In the past week, a series of dramatic congressional hearings have sought to plumb possible collusion between the Trump campaign and Russia – or possible presidential obstruction of justice over the matter, which special counsel Robert Mueller is now reportedly investigating. But this spotlight, while an important line of questioning into last year’s interference, overshadows other steps that Congress is taking to prevent Russian meddling in future elections. Absent an administration that is staffed up or a president inclined to go hard on Moscow, Congress is looking to define its own strategy. “We don’t really have a Russia strategy” to prevent a repeat of election meddling, says James Lewis, a senior fellow at the Center for Strategic and International Studies in Washington. “Congress is trying to figure out what that should be.” Specifically, it’s looking at several areas: sanctions, what exactly Russia did in the last election and appropriate countermeasures, and US digital defenses.
… Sen. Mike Rounds (R) of South Dakota is heading up a new Senate Armed Services committee panel that will examine how the Defense Department responds to digital tumult – and what level of attack constitutes cyber warfare. The US is still establishing a system to coordinate how and when government agencies respond to digital attacks that don’t cause physical damage or death.

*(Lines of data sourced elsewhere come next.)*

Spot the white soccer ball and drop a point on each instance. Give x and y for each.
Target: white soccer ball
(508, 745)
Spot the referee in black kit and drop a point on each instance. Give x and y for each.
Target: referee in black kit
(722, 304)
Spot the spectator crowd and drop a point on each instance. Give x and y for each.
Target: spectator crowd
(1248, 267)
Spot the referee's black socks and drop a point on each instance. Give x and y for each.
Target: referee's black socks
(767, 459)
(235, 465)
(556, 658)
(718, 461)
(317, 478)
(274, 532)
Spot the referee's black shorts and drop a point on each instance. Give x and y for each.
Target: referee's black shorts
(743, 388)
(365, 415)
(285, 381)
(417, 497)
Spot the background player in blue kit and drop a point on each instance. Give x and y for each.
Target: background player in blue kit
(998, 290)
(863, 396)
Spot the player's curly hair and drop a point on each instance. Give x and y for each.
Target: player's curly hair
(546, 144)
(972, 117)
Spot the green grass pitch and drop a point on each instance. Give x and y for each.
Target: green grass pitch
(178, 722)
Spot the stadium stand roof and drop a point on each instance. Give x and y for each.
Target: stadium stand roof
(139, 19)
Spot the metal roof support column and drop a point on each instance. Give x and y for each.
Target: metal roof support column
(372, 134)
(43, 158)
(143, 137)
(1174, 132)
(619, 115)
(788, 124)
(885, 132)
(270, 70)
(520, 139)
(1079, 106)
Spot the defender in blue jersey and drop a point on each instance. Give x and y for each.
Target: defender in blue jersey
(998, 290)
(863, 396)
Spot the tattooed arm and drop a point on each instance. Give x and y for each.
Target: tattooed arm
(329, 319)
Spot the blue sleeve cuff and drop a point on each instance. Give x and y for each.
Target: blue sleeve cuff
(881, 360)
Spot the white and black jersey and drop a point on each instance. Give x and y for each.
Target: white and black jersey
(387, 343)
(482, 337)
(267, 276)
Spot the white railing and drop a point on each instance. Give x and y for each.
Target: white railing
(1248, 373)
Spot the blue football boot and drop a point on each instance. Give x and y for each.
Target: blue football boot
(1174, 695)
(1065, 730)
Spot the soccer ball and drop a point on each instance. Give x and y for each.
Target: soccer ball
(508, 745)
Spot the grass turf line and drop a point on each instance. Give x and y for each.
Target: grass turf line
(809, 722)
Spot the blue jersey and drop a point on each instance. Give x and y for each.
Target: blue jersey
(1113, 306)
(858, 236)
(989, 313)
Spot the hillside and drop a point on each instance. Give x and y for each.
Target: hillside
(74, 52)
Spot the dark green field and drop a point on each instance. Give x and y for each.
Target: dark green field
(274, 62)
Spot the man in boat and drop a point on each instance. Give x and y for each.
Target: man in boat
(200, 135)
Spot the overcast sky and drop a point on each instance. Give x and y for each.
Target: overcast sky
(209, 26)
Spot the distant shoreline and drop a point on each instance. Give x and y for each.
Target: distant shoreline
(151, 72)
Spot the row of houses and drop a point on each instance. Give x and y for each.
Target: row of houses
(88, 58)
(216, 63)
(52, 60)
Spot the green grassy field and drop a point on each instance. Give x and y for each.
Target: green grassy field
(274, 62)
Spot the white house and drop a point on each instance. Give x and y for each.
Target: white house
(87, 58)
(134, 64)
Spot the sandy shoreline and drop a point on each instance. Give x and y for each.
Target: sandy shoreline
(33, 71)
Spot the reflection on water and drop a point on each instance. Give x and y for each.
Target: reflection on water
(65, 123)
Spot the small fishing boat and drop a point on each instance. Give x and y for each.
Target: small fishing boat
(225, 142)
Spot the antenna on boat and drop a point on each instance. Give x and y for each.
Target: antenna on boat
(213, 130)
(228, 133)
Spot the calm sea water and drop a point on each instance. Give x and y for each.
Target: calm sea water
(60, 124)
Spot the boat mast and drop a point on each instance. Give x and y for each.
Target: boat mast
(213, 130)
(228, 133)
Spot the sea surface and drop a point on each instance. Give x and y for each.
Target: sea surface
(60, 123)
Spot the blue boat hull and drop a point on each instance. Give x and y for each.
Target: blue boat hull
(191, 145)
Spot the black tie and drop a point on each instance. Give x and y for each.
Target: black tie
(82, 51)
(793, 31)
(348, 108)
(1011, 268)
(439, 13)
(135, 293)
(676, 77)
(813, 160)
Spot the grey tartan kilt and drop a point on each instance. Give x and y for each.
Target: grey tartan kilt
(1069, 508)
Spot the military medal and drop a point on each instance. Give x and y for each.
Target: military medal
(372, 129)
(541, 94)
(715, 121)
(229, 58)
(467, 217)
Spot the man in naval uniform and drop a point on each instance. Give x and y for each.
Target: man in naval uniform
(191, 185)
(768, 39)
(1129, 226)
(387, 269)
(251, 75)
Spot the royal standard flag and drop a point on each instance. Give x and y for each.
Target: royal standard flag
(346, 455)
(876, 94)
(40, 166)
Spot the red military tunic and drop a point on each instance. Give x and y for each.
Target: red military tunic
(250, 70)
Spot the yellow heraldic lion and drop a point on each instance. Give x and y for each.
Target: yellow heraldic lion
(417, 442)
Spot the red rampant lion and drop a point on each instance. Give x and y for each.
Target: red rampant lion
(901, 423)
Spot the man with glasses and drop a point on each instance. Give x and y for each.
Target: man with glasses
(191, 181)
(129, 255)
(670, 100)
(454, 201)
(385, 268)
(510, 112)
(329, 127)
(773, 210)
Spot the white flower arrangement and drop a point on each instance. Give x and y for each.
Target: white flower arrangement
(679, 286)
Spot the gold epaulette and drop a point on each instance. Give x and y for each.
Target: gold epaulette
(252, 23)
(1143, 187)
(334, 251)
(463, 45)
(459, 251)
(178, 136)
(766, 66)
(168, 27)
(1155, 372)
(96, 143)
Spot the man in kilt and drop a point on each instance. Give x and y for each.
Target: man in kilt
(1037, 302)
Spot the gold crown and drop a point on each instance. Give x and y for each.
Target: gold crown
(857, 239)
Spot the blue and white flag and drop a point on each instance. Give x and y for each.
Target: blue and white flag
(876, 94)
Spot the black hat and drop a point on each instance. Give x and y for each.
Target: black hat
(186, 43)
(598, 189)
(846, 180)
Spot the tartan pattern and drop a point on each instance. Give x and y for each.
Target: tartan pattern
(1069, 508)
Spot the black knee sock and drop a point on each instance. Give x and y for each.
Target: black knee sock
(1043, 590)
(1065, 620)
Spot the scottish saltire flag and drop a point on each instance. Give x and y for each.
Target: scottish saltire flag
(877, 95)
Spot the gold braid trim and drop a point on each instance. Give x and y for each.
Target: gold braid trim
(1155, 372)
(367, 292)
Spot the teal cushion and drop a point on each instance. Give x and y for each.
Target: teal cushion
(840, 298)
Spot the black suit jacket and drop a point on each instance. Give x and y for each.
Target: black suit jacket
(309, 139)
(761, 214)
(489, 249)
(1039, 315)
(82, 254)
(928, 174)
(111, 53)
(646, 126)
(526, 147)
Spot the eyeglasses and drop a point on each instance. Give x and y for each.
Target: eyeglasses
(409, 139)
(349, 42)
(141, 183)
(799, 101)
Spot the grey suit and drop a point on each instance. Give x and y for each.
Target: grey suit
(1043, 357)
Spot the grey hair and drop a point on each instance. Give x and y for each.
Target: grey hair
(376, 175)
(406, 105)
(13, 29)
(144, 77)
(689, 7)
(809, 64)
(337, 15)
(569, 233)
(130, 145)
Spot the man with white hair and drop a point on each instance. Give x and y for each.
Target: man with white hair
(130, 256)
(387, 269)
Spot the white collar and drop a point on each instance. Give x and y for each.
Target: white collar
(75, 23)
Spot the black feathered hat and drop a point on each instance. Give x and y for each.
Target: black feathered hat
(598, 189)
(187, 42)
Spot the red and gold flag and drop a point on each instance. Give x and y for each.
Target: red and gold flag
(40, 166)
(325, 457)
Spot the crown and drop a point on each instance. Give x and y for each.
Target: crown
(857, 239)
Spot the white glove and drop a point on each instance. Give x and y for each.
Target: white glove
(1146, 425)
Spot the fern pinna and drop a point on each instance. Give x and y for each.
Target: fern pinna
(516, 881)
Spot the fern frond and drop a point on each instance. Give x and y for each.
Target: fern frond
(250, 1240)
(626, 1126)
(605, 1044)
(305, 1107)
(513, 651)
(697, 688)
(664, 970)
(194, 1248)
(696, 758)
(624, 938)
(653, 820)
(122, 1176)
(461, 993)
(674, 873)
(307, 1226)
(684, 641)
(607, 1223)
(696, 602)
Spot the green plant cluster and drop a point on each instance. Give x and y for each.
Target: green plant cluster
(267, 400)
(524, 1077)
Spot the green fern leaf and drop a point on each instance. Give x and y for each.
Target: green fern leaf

After last year’s election campaign, then-Homeland Security Secretary Jeh Johnson labeled election infrastructure as critical infrastructure. That would allow US government funding to go to protecting vote tabulation systems, voter registration databases, and voting machines from digital attack – though this raises federal-state questions.
Indeed, Sen. Chris Coons (D) of Delaware, says there is “not the bipartisan will there yet” to strengthen the infrastructure of voting at the state and local level and invest in a new generation of voting machines.